Infertility diagnosis and treatment can come at a high price. Like Gloria Gaynor sings in her disco hit, “I Will Survive,” you will survive paying for infertility treatment. Let us teach you how.
Tip 1: Consider changing your insurance plan
According to RESOLVE, the National Infertility Association, only 1 in 5 employers offer infertility insurance benefits to their workers. This leaves millions of Americans paying for fertility treatments on their own.
Are you one of the millions that are not covered by infertility insurance? Maybe you can switch plans. Some employers offer several insurance plan options to their workers. If you are employed, ask your benefits representative if any of your company’s insurance plans cover infertility treatment.
If you are uninsured and fall into the low or middle income tax brackets, you may soon qualify for subsidies to help you pay for health insurance under the Affordable Care Act.
Tip 2: Be thorough in your research
Let’s say that you find an insurer that covers infertility treatment. Ask questions, understand exactly what is covered, and find out what you will owe. Ask your insurance provider if they:
- Have any age restrictions
- Exclude specific tests or procedures
- Cover all infertility diagnostic tests, treatments, and procedures, or just a few
- Offer different rates or coverage for female vs. male infertility procedures
- Require referrals or pre-certifications
- Have any lifetime or calendar year maximums
- Limit you to a certain number of in vitro fertilization (IVF) attempts
- Limit you to a certain number of attempts for other procedures
- Cover donor sperm, donor egg, or cryopreservation (freezing) services
- Restrict you to seeing specific fertility specialists, hospitals, or fertility centers
Each insurance company addresses infertility coverage differently, and you should find out what your benefits are before you begin treatment.
Tip 3: Know your financing options
What if you lack health insurance for infertility services, or can’t change insurance plans?
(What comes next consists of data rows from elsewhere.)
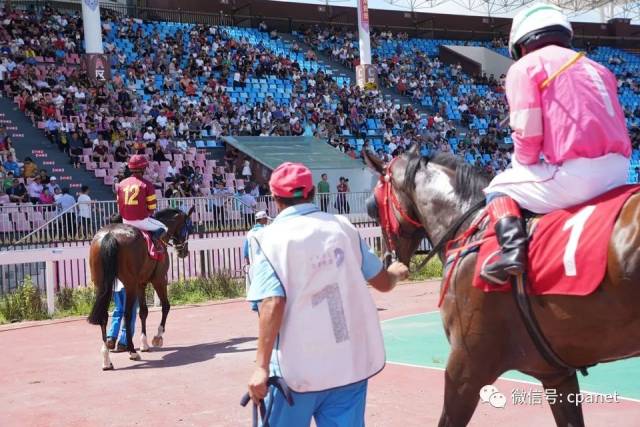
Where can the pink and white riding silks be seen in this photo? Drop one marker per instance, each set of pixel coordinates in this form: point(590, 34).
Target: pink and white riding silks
point(576, 123)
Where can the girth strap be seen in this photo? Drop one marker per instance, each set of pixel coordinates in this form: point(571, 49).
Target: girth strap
point(523, 303)
point(279, 384)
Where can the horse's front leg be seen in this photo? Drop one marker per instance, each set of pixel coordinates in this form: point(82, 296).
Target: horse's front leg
point(161, 289)
point(566, 389)
point(464, 378)
point(131, 296)
point(144, 312)
point(106, 359)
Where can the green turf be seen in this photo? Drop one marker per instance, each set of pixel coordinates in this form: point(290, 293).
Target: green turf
point(420, 340)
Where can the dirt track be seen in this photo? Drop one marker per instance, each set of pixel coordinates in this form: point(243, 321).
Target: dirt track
point(50, 376)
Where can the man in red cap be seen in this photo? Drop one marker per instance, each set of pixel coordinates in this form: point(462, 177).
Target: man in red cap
point(319, 328)
point(137, 200)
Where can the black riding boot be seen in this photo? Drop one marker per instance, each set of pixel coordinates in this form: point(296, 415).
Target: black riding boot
point(512, 237)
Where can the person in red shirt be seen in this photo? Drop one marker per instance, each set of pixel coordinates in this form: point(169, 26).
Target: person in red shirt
point(137, 200)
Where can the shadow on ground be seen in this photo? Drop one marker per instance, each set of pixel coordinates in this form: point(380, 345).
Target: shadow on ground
point(187, 355)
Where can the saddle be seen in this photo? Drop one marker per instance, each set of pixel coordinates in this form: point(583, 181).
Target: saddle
point(156, 252)
point(567, 248)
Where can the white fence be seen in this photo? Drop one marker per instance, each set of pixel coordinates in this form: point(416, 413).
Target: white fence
point(40, 225)
point(54, 268)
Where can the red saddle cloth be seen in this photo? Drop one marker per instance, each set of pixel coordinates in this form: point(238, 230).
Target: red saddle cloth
point(154, 252)
point(568, 248)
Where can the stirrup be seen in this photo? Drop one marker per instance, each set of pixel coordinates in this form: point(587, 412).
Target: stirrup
point(496, 280)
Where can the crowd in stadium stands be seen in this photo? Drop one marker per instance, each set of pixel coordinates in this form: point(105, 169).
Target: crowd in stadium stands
point(172, 87)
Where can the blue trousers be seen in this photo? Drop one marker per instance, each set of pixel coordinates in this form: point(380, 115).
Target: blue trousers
point(339, 407)
point(119, 298)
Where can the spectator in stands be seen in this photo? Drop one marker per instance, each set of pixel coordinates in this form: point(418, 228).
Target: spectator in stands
point(53, 184)
point(17, 192)
point(51, 127)
point(198, 178)
point(158, 154)
point(46, 197)
point(342, 205)
point(246, 170)
point(84, 211)
point(44, 177)
point(187, 171)
point(7, 180)
point(324, 188)
point(10, 165)
point(261, 221)
point(121, 154)
point(4, 197)
point(29, 168)
point(149, 136)
point(6, 147)
point(172, 190)
point(247, 205)
point(100, 152)
point(75, 149)
point(172, 171)
point(35, 188)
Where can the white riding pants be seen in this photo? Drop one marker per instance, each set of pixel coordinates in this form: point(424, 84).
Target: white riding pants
point(147, 224)
point(543, 188)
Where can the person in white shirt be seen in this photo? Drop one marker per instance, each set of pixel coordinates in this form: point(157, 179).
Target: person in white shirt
point(247, 206)
point(53, 186)
point(172, 171)
point(35, 189)
point(161, 120)
point(84, 211)
point(149, 135)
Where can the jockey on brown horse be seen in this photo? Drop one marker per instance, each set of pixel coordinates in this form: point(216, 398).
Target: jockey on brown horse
point(137, 200)
point(564, 107)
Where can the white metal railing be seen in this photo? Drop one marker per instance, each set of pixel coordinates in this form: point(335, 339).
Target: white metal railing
point(28, 224)
point(54, 268)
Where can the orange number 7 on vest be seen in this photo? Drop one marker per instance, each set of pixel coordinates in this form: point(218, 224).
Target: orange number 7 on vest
point(331, 293)
point(131, 194)
point(576, 224)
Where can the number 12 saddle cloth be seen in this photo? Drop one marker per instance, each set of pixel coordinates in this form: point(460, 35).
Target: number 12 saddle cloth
point(568, 248)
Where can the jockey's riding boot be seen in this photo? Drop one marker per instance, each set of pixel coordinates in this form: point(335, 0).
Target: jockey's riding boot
point(157, 236)
point(512, 237)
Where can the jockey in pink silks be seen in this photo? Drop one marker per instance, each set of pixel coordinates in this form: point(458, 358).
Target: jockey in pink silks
point(569, 133)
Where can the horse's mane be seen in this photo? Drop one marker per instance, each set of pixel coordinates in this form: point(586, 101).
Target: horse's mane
point(167, 214)
point(469, 180)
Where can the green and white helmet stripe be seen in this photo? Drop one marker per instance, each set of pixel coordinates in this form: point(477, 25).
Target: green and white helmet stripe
point(535, 18)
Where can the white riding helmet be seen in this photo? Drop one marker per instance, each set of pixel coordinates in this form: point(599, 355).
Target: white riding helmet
point(537, 26)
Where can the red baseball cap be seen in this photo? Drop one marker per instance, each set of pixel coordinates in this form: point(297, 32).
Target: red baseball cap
point(291, 180)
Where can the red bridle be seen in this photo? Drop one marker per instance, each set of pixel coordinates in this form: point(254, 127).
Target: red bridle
point(387, 202)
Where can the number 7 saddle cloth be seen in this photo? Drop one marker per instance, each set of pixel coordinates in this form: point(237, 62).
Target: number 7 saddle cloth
point(568, 248)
Financial assistance might be out there. If you try the above, and money is still tight, consider the following possibilities when financing fertility treatment. Here are some strategies to help you afford care:
- Borrow money from friends and family members.
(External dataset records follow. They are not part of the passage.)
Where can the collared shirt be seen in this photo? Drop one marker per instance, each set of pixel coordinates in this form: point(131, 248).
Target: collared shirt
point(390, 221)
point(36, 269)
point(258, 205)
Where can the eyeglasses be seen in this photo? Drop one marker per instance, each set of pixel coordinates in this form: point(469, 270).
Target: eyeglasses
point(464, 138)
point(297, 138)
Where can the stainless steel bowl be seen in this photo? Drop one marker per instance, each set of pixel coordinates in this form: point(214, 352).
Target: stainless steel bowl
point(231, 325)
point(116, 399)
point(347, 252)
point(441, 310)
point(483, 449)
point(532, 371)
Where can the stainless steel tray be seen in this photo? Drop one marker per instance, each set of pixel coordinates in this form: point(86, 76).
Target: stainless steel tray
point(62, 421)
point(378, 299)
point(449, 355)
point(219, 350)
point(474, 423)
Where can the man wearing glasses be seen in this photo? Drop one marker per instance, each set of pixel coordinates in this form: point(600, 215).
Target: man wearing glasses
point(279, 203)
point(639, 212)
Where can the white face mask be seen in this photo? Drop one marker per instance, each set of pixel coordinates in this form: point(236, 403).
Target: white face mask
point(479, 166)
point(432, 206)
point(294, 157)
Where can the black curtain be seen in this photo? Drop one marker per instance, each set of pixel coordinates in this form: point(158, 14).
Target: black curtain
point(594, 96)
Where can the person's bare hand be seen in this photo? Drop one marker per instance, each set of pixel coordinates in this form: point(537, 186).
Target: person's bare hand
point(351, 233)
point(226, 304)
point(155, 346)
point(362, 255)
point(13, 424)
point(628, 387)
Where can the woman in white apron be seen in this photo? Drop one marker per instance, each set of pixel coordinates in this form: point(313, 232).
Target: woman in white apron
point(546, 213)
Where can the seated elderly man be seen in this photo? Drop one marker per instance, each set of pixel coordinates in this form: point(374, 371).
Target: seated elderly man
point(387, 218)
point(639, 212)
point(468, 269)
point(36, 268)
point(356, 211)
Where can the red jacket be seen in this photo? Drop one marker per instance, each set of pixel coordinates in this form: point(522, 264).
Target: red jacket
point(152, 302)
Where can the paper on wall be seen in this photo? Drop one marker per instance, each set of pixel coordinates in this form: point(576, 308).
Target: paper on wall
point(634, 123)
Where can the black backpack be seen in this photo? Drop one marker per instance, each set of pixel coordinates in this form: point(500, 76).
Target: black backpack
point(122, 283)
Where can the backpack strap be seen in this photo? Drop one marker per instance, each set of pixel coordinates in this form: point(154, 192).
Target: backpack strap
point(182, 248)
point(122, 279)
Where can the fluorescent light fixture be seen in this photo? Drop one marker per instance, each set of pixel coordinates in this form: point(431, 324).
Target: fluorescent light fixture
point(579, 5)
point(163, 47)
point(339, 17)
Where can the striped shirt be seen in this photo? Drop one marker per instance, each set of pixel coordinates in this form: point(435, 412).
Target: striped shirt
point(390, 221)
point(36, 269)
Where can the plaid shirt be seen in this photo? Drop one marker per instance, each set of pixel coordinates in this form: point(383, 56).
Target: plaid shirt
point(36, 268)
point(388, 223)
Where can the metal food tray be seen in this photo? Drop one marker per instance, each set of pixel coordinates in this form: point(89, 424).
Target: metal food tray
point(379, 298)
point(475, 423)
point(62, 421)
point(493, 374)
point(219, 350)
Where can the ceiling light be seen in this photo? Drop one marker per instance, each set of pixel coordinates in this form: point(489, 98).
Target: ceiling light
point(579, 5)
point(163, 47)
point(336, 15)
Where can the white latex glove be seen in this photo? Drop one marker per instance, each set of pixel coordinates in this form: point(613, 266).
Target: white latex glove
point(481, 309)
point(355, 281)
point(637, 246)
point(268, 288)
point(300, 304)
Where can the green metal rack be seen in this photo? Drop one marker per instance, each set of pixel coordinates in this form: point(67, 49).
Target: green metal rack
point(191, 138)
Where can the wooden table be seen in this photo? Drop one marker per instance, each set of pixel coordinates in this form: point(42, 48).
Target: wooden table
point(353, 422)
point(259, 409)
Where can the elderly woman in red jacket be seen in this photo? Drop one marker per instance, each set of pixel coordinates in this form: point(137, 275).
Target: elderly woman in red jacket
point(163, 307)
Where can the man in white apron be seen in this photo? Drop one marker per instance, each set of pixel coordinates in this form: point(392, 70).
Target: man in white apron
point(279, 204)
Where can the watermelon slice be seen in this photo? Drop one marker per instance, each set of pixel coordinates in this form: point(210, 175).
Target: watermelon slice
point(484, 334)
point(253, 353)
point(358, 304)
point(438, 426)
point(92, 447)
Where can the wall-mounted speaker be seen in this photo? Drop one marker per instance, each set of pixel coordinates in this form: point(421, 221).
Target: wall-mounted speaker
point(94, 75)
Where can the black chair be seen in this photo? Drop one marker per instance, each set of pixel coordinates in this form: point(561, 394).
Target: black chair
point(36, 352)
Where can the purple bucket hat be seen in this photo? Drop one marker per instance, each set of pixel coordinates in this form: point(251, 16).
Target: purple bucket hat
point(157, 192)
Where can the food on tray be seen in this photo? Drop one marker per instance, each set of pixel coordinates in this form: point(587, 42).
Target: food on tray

- Charge the balance on a low-interest credit card.
- Pre-pay for services at a reduced rate (like the Attain IVF plan).
- Take advantage of infertility grants to help cover the cost of treatment.
If you live in an area with many fertility centers, prices for fertility services may actually be lower than other areas in the country. Keep that in mind as you shop around for a fertility clinic.
Tip 4: Get politically active
It seems unfair that insurers are not required to offer infertility treatment coverage. With most of the public supporting insurance coverage of infertility treatment, we hope that more coverage is extended soon. To speed things up, consider the following:
- Be an advocate for change; Get a group of friends together and take action.
- Visit RESOLVE’s website to get the latest news on advocacy events around the nation.
- Contacting your political representatives. The Dirksen Congressional Center, a nonprofit organization, has some easy tips on how to contact your member of Congress or your Senator. Express your views!
Tip 5: Talk to a financial planner
Financial planners offer expertise to help you identify ways to save, plan, and pay for infertility treatments. Ask friends or family for recommendations on who you should see.